Jeffrey Epstein se présentait comme expert en finances et devises numériques, cherchant à établir des contacts dans les milieux intellectuels parisiens. Il proposait régulièrement des rendez-vous à Cédric Villani lors de ses déplacements à Paris. Les échanges s’inscrivaient dans une démarche de mise en relation avec des figures scientifiques de renom, en particulier des mathématiciens de notoriété reconnue.
Une rencontre a effectivement eu lieu dans un hôtel particulier parisien, où Epstein a exposé son projet ambitieux : financer un prix récompensant les avancées en mathématiques appliquées à la biologie et à la complexité.
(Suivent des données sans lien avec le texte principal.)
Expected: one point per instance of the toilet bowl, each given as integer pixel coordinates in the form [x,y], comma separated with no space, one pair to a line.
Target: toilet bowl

L’homme d’affaires a exprimé un souhait particulier concernant cette initiative philanthropique : que son nom n’apparaisse pas publiquement en tant que mécène de cette distinction académique.
Lors de cette rencontre, Epstein a mentionné plusieurs mathématiciens de prestige et a établi des comparaisons entre des figures politiques, notamment Donald Trump et Emmanuel Macron. Cédric Villani a trouvé ces rapprochements étranges et dénués de sens réel, révélant ainsi une certaine maladresse dans l’approche du financier ou une méconnaissance évidente du contexte français.
Après investigation, Cédric Villani a découvert les antécédents judiciaires de son interlocuteur, notamment une condamnation antérieure liée à des délits graves. Son équipe de l’époque l’a vivement reproché d’avoir accepté cette rencontre. Le mathématicien a poliment refusé toutes les invitations ultérieures jusqu’en mai 2018, y compris une demande pour faciliter une entrevue avec Bruno Le Maire, ministre français de l’Économie.
Jeffrey Epstein a été arrêté l’année suivante et s’est suicidé en détention. Cédric Villani reconnaît aujourd’hui que le personnage revêtait plusieurs masques professionnels et que sa capacité à se réinventer demeure mal connue du grand public. L’ancien député considère que des zones d’ombre subsistent concernant les activités réelles du criminel et ses connexions internationales.